Nehmen wir die Empfehlung „Personalisierung“. Sie greift auf, dass Mitarbeitende Erfahrungen, die sie im Alltag machen, auch am Arbeitsplatz erwarten. Wissen zum Beispiel steht Privat per Google-Suche in Bruchteilen einer Sekunde zur Verfügung. Amazon und Netflix machen auf Basis der bisher genutzten Angebote neue Vorschläge, was noch zu den persönlichen Konsumgewohnheiten passt. Im Privatleben genutzte Social Networks geben vor, wie das Pendant im Unternehmen auszusehen hat. Statt formalem Lernen, nach dem 70-20-10 Prinzip ohnehin nur zehn Prozent, wird es wichtiger, die interne berufliche Mobilität zu fördern, Peer-to-Peer-Lernen zu ermöglichen oder Coaching anzubieten.  Personalisierte Lernangebote müssen sowohl dem persönlichen Bedarf des Mitarbeitenden entsprechen wie dem Bedarf der Organisation und dem Bedarf des Marktes. Die bereits vor vielen Jahren postulierte Forderung nach dem Lernenden Unternehmen erlebt ein Revival.

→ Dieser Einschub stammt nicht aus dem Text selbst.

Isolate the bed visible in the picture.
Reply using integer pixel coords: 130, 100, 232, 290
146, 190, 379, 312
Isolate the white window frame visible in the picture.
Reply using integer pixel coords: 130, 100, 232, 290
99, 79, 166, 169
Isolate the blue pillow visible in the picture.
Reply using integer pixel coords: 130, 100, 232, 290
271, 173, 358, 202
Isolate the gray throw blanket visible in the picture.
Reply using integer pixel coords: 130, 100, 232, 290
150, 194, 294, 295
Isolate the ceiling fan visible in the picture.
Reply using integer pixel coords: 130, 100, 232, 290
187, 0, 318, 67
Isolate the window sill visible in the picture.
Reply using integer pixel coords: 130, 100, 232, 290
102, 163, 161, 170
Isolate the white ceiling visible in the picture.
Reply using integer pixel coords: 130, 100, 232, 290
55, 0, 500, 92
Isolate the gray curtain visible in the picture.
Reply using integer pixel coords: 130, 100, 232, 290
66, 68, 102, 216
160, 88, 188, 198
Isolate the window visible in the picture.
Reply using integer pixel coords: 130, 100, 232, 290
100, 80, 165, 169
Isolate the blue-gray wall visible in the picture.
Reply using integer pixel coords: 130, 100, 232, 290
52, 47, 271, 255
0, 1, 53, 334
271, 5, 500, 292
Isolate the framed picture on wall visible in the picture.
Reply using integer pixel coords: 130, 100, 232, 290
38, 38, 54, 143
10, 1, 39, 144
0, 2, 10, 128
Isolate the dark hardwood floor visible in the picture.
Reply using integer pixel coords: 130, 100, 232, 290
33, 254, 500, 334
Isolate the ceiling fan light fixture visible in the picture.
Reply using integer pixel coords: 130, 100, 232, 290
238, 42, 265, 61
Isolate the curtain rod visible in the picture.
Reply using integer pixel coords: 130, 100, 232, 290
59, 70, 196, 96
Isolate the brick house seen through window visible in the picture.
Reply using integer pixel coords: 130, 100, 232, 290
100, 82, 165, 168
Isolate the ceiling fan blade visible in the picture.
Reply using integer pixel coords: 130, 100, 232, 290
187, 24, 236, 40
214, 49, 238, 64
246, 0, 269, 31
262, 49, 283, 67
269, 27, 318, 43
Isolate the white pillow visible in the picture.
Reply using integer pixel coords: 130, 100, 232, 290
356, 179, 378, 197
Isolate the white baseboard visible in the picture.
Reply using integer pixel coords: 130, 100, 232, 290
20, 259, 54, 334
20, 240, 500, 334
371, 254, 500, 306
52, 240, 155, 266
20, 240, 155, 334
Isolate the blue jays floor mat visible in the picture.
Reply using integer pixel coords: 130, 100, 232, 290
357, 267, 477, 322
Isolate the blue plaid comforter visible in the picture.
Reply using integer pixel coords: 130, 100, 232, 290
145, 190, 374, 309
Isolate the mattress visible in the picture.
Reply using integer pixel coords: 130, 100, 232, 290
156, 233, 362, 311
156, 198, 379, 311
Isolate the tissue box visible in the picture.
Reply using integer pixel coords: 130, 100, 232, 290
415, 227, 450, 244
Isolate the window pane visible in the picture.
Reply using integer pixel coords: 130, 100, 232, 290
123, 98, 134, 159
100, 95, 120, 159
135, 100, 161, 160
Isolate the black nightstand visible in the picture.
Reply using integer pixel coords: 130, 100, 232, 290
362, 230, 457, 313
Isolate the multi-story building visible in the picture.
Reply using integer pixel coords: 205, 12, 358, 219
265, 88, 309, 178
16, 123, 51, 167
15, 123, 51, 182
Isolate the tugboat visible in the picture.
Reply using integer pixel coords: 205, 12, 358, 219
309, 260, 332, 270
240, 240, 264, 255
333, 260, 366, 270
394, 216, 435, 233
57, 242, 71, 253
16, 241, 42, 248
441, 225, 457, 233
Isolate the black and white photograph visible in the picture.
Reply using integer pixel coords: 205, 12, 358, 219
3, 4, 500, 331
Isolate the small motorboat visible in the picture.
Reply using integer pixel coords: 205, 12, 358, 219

Auch wenn es um mehr Transparenz geht, sind die Prinzipien unabhängig vom Einsatz von Technologie bekannt. Wer weiß, welche Kompetenzen heute und morgen von ihm und ihr erwartet werden und welche im Markt wie in der Organisation nachgefragt werden, kann etwas dafür tun, diese zu entwickeln. Mitarbeitende wie die Organisation profitieren in zweifacher Hinsicht von mehr Transparenz. Die Organisation behält den Überblick und die Kontrolle. Für die Mitarbeitenden gilt, wer weiß, warum er etwas tut und wofür, braucht keine Nachhilfe bei der Motivation und ist eher geneigt, selbst Verantwortung für sein Weiterkommen zu übernehmen.

Die dritte Empfehlung der IBM-Studie hat schon immer geholfen, sich weiter zu entwickeln und ist heute wichtiger denn je. Wer über den eigenen Tellerrand hinausschaut, sieht nicht nur mehr, er kann sich auch vernetzen, nach guten Beispielen ausschauen, davon lernen, sich Hilfe und Unterstützung holen. Um wettbewerbsfähig zu bleiben, heißt es in den Empfehlungen, müssen Unternehmen Partnerschaften eingehen, das eigene Ökosystem und externe Ökosysteme nutzen und diese womöglich sogar verzahnen. Es geht nicht mehr darum, sich abzuschotten, sondern sich zu öffnen, für neues Wissen, für neue Technologien, für kulturelle Veränderungen, für neue Partnerschaften.

Blaupause für Learning Experience

Was die Studie beschreibt, liefert die Blaupause für das, was als Learning Experience Plattform seit einiger Zeit als neue, erweiterte Form eines Learning Management Systems im Fokus zumindest der Vermarktung der Anbieter steht. Eine Lernplattform, die jedem Mitarbeitenden auf ihn persönlich zugeschnittene Lernempfehlungen und Lernangebote in den unterschiedlichsten Formaten liefert, auf die er selbst Inhalte hochladen kann, die Möglichkeiten der Vernetzung eröffnet und des Austauschs. Oft lohnt es sich aber auch, auf bereits vorhandene Tools und Techniken zurückzugreifen und zu überlegen, ob sich diese nicht zusammenschalten lassen, so dass es für die Mitarbeitenden einen Single Entry Point für ihr Lernen im Unternehmen gibt. Alles zusammen muss sich gut anfühlen, damit das Ergebnis stimmt. Es ist wie bei einem großen Orchester. Damit es eine Komposition spielen kann, braucht jede Stimme, jedes Instrument seine eigenen Noten. Im Unternehmen schreiben HR, L&D, IT und die C-Suite an der Partitur. Damit müssen  Musiker wie Mitarbeiter üben. Jeder für sich und alle zusammen. Erst auf diese Weise entsteht unter der Leitung des Dirigenten der Klang, der ein Orchester berühmt macht und der darüber entscheidet, ob es beim Publikum ankommt.